The wording of the amendment forbids states to “impose a standard or condition on the production or manufacture of any agricultural product sold or offered for sale in interstate commerce” if “such production or manufacture occurs in another state.”

Pacelle said that the wording could be taken to mean that if eggs are produced in Iowa, then California cannot require California egg producers to use larger cages.

“This as written would nullify thousands of local laws,” he told The Hill.

The real effect of the amendment could be to blow up a carefully negotiated détente between the Humane Society and the main egg lobbying group — the United Egg Producers — that would have phased in larger cages over 18 years under federal law.

Last year, they agreed on a compromise bill, since sponsored by Rep. Kurt Schrader (D-Ore.),that would overturn the California egg law while setting up a federal standard.

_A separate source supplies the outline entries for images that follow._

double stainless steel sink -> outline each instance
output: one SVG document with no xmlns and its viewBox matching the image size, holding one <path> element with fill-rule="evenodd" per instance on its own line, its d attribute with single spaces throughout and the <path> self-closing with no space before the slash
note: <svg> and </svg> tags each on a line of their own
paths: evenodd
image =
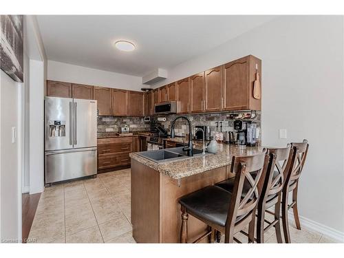
<svg viewBox="0 0 344 258">
<path fill-rule="evenodd" d="M 211 153 L 206 152 L 202 154 L 202 149 L 193 149 L 193 156 L 188 156 L 187 151 L 183 151 L 183 147 L 162 149 L 157 151 L 142 151 L 137 153 L 141 157 L 153 161 L 156 163 L 185 160 L 197 157 L 202 157 Z"/>
</svg>

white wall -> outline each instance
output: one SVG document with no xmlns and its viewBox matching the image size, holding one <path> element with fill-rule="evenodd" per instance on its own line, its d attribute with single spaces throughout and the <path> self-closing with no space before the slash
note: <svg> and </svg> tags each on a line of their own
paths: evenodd
<svg viewBox="0 0 344 258">
<path fill-rule="evenodd" d="M 18 170 L 18 142 L 12 142 L 12 127 L 18 127 L 18 88 L 14 81 L 0 70 L 0 239 L 18 239 L 20 175 Z"/>
<path fill-rule="evenodd" d="M 140 91 L 142 78 L 53 61 L 47 61 L 47 79 Z"/>
<path fill-rule="evenodd" d="M 30 193 L 44 190 L 44 62 L 30 61 Z"/>
<path fill-rule="evenodd" d="M 299 213 L 343 236 L 343 46 L 342 17 L 279 17 L 168 70 L 154 87 L 248 54 L 261 58 L 263 144 L 309 140 Z"/>
<path fill-rule="evenodd" d="M 24 17 L 24 36 L 28 57 L 28 87 L 25 84 L 25 178 L 29 178 L 30 193 L 44 190 L 44 95 L 47 78 L 47 57 L 35 16 Z M 27 154 L 27 153 L 25 153 Z M 29 175 L 27 175 L 27 173 Z"/>
</svg>

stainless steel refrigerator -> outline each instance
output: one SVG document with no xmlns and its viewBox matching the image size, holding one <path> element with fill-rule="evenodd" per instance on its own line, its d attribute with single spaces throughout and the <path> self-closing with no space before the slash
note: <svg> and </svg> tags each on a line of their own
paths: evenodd
<svg viewBox="0 0 344 258">
<path fill-rule="evenodd" d="M 45 184 L 97 173 L 97 101 L 45 98 Z"/>
</svg>

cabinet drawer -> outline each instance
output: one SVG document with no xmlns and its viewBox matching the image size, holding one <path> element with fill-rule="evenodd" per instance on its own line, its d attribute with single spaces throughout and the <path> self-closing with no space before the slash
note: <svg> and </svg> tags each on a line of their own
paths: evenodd
<svg viewBox="0 0 344 258">
<path fill-rule="evenodd" d="M 108 154 L 98 156 L 98 169 L 111 169 L 118 166 L 124 166 L 130 164 L 129 153 L 120 153 L 117 154 Z"/>
<path fill-rule="evenodd" d="M 132 142 L 107 143 L 98 145 L 99 155 L 132 151 Z"/>
</svg>

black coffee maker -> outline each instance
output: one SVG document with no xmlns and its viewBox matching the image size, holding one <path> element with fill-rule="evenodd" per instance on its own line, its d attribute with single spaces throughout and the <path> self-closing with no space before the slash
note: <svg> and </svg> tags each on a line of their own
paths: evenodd
<svg viewBox="0 0 344 258">
<path fill-rule="evenodd" d="M 257 123 L 252 121 L 235 120 L 234 129 L 236 131 L 237 146 L 256 146 Z"/>
</svg>

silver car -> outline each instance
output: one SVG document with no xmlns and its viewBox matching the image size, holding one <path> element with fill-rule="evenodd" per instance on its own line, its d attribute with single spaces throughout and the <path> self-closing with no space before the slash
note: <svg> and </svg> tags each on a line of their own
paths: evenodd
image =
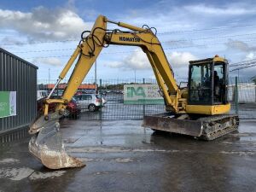
<svg viewBox="0 0 256 192">
<path fill-rule="evenodd" d="M 81 94 L 73 98 L 79 103 L 81 109 L 89 109 L 90 112 L 99 110 L 107 103 L 103 96 L 98 94 Z"/>
</svg>

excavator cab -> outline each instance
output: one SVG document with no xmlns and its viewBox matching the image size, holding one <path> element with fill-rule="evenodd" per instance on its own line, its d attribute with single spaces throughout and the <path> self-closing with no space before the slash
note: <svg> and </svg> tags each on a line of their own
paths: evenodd
<svg viewBox="0 0 256 192">
<path fill-rule="evenodd" d="M 225 59 L 216 55 L 189 61 L 188 85 L 187 113 L 195 113 L 196 109 L 199 113 L 218 114 L 230 110 L 228 61 Z"/>
</svg>

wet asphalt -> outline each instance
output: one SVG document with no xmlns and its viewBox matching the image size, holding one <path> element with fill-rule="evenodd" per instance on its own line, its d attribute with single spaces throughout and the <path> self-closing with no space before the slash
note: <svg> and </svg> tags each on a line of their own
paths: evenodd
<svg viewBox="0 0 256 192">
<path fill-rule="evenodd" d="M 61 121 L 83 168 L 51 171 L 28 153 L 29 137 L 0 147 L 0 192 L 256 191 L 256 121 L 206 142 L 155 133 L 142 120 Z"/>
</svg>

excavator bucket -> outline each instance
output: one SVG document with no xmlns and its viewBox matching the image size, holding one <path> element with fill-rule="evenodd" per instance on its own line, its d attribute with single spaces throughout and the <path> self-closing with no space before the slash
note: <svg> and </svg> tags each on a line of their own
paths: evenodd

That standalone bill faced a setback when Senate leadership decided not to consider it as a floor amendment to the farm bill.

Pacelle said there will be an attempt to add it to the House farm bill if it comes to the floor.

“The California law had the effect of bringing the United Egg Producers to the bargaining table,” he said.  

He said that UEP was not happy with the King effort since it undermines the compromise they have agreed to. UEP’s spokeswoman did not respond to a request for comment.

The standalone egg bill was opposed by a coalition of farm lobbyists, including the American Farm Bureau, which worries it will create a precedent for other industries.

The National Pork Producers Council, meanwhile, gave King’s efforts a thumbs up, saying it will put a stop to state-level interference in interstate commerce that could eventually hobble the wider meat industry.

“It is kind of amazing that you have to have a law say that states can’t do this. We already have a Constitution that says that,” Pork Council spokesman Dave Warner said on Friday.  

He said his group did not take an official position on the amendment since it was filed late in the process. He confirmed that his group is leading the effort against the standalone egg bill and would “vigorously” fight any floor amendment to add it to the farm bill.

“Farmers know best how to take care of their animals,” Warner said.

The fate of the King amendment, like the rest of the farm bill, depends on whether House GOP leaders are willing to hold a floor vote on the legislation. House Speaker John Boehner (R-Ohio) and Majority Leader Eric Cantor (R-Va.) are not fans of the farm subsidy spending in the bill. With liberal Democrats opposing its food stamp cuts and the Tea Party opposed to its overall spending, it could be tough to pass.

Scott Faber of the Environmental Working Group said that King’s amendment would likely not make it into law this year.

“It is really too early to tell what the future holds for the farm bill. And whether we will have a farm bill this year or not,” he said.  “I can’t imagine this provision surviving a conference with the Senate this year. But it could succeed if the Senate changes hands after the election.”

He said the King amendment could provoke a coalition of consumer groups, environmentalists and states’ rights advocates to kill the vulnerable farm bill.

Pacelle noted that when it comes to a farm bill conference, Senate Agriculture Chairwoman Debbie Stabenow (D-Mich.) is a co-sponsor of the Senate standalone egg bill, which is sponsored by Sen. Diane Feinstein (D-Calif.). He noted she has said she would try to work it into a farm bill during the negotiations.